Unreformed seeks to open the eyes of America to the consequences of imprisoning our youth in residential treatment facilities, putting a human face to the statistics, a cultural context to the numbers and psychological insight into the practice, propelled by the memories of what happened to my friends and myself.

Some died. Most survived. We all changed.

This is our story.

Thursday, December 22, 2011

Kidnapped for Christ

Over Christmas break I flew to LA, where I met up with filmmaker Kate Logan. She interviewed me for her documentary Kidnapped for Christ, the Escuela Caribe expose she's been working on the past six years.


It was intense....

Escuela Caribe was an abusive religious reform school located in the Dominican Republic. It was founded in 1971, and only recently shut down. Many alumni have provided testimonials of their time at this site. For the past seven (?) years, I've been working on my EC captivity narrative, UnReformed.
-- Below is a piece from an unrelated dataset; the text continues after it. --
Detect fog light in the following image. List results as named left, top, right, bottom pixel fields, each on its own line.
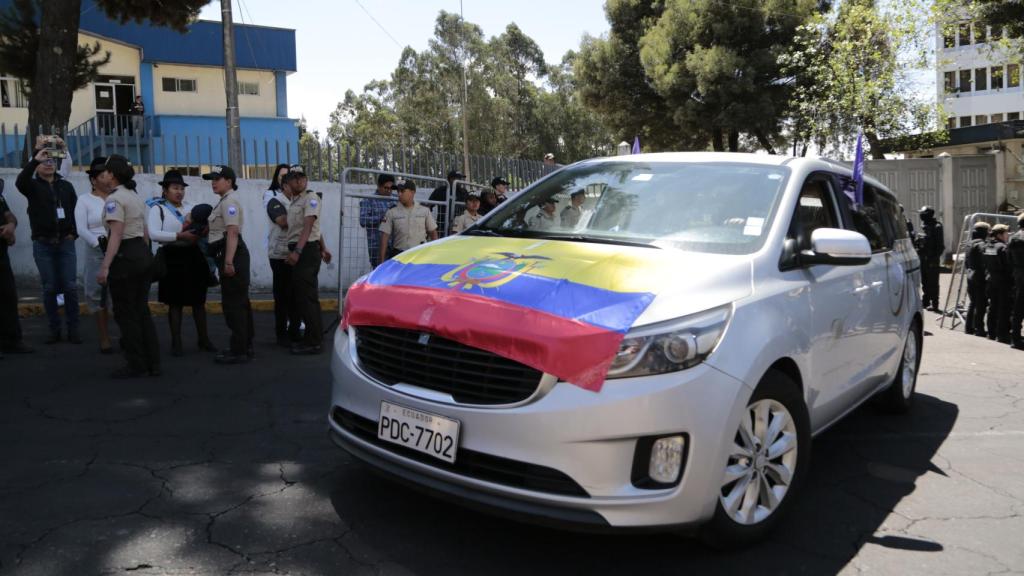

Kate first encountered EC in 2004. She spent a day on the campus, and left with the impression that the school was rehabilitating hardened juvenile delinquents, teaching them about Jesus.


In 2006, Kate and Peter, her cameraman, returned. Initially she planned to make a feel-good piece about the school. But once she arrived at Escuela Caribe, she couldn’t deny that the kids at EC were being abused in bizarre ways. She kept her suspicions to herself and shot footage for six weeks, interviewing students. She even smuggled a letter out.


When I flew to LA, Kate quizzed me about the time I spent at Escuela Caribe in the early nineties. It’s been fascinating for us both to discover how little the school’s core philosophy, that their charges need to be “broken” through punishment, changed. It’s heartbreaking to realize how many lives have been damaged during the school's four decades.


Hopefully Kidnapped for Christ will help people realize what type of abuse happens in teen treatment facilities, even ones purported to be Christian. Ideally it would spur the government to regulate such facilities, and prompt parents to think twice before sending their kids away.